La grâce, c’est encore pour Pélage la révélation de Dieu, soit dans la nature, soit dans la religion de Moïse, soit dans l’Évangile ; c’est, en particulier, l’enseignement et l’exemple de Jésus-Christ, lequel est une seconde loi, et une loi vivante.
Enfin, Pélage voit aussi quelquefois dans la grâce une influence surnaturelle, une lumière nouvelle, qui s’ajoute aux lumières naturelles de notre intelligence.
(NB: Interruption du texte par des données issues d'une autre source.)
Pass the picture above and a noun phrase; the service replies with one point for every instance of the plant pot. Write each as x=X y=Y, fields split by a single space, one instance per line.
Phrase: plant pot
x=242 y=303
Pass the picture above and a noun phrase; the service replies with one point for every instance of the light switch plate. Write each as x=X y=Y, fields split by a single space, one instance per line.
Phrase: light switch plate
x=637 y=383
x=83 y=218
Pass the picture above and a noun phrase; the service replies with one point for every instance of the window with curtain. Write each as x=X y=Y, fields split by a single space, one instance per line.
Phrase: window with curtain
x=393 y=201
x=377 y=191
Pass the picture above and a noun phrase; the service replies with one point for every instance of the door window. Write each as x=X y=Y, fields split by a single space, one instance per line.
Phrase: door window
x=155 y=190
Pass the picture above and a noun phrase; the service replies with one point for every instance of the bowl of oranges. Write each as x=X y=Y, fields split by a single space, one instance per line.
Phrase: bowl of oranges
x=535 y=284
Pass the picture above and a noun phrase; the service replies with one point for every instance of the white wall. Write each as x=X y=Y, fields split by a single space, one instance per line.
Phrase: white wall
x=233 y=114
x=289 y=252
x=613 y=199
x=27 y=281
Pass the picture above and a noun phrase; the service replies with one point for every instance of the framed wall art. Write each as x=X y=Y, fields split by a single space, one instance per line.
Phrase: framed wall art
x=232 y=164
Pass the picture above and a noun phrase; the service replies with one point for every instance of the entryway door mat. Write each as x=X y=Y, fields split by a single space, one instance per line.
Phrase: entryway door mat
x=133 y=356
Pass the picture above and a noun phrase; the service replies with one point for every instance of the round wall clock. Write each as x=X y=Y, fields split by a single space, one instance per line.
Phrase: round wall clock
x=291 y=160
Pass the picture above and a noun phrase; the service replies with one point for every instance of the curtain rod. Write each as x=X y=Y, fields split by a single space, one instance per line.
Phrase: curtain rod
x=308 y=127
Mais il prétend que cette action divine de la grâce n’agit pas directement sur la volonté.
Elle agit sur l’intelligence, qu’elle éclaire et rend plus habile à discerner le bien. Or, il suffit pour que la volonté accomplisse le bien, que l’intelligence l’ait clairement aperçu. C’est ici une nouvelle confirmation de cette doctrine de Pélage, que la chute n’a porté aucune atteinte aux énergies de la volonté.
Quant à la prédestination, les Pélagiens la fondaient uniquement sur la prescience de Dieu. C’était la conséquence naturelle et nécessaire de leur doctrine sur l’intégrité de la liberté humaine et la pleine suffisance des forces de l’homme à accomplir le bien.
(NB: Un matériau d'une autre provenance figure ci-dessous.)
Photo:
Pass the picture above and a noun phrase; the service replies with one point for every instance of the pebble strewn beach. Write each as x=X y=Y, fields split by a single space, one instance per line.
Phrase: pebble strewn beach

Augustin partait de prémisses toutes contraires, et ne pouvait manquer d’arriver, sur la question de la grâce et de la prédestination, à des conclusions opposées.
Les conséquences du péché d’Adam se sont étendues, suivant lui, à sa postérité tout entière. L’humanité a été vouée à la mort, et, de plus, les conditions normales de la vie morale ont été gravement atteintes. L’homme vient au monde chargé d’une coulpe héréditaire. Il porte en lui une puissance de péché. Le péché le tient sous son esclavage. Nous n’avons plus de liberté pour le bien ; nous ne sommes libres que pour le mal. Nous pouvons choisir entre plusieurs convoitises ; nous ne pouvons nous élever à l’amour de Dieu, qui est le bien véritable. C’est un état de corruption complète et désespérée, dont le résultat inévitable est la mort éternelle.
Tous les hommes iraient donc infailliblement à la mort, si Dieu n’avait eu pitié d’eux, en leur envoyant son Fils pour accomplir la rédemption. Mais, si Dieu s’était borné à cela, ce qu’il aurait fait serait demeuré inutile, car l’homme est incapable de s’approprier par lui-même le bienfait du salut. Il est trop l’esclave du péché pour pouvoir se repentir, croire et s’amender. Il faut que la grâce surnaturelle de Dieu vienne accomplir en lui tout cela. C’est la grâce qui donne à l’homme la repentance ; c’est elle qui lui donne la foi ; c’est elle enfin qui affranchit la volonté du joug du péché et la rend de nouveau capable de faire le bien. Sur ce point, Augustin se sépare des docteurs du iv° siècle, Ambroise, Cyrille et Chrysostôme.
Ainsi, le premier don de la grâce, c’est la liberté, la liberté de croire et celle de faire le bien. Le libre arbitre perdu par la chute — et par là, Augustin entend la liberté du bien, la volonté du bien, — nous est rendu par la grâce. — Arbitrium voluntatis tune est vere liberum, cum vitiis peccatisque non servit. Tale datum est a Deo : quod amissum proprio vitio, nisi a quo dari potuit, reddi non potest (De civit. Dei, XIV, 11. Le libre arbitre est donc vraiment libre quand il n’est point esclave du péché. Dieu l’avait donné tel à l’homme ; et maintenant qu’il l’a perdu par sa faute, il n’y a que celui qui le lui avait donné qui puisse le lui rendre.).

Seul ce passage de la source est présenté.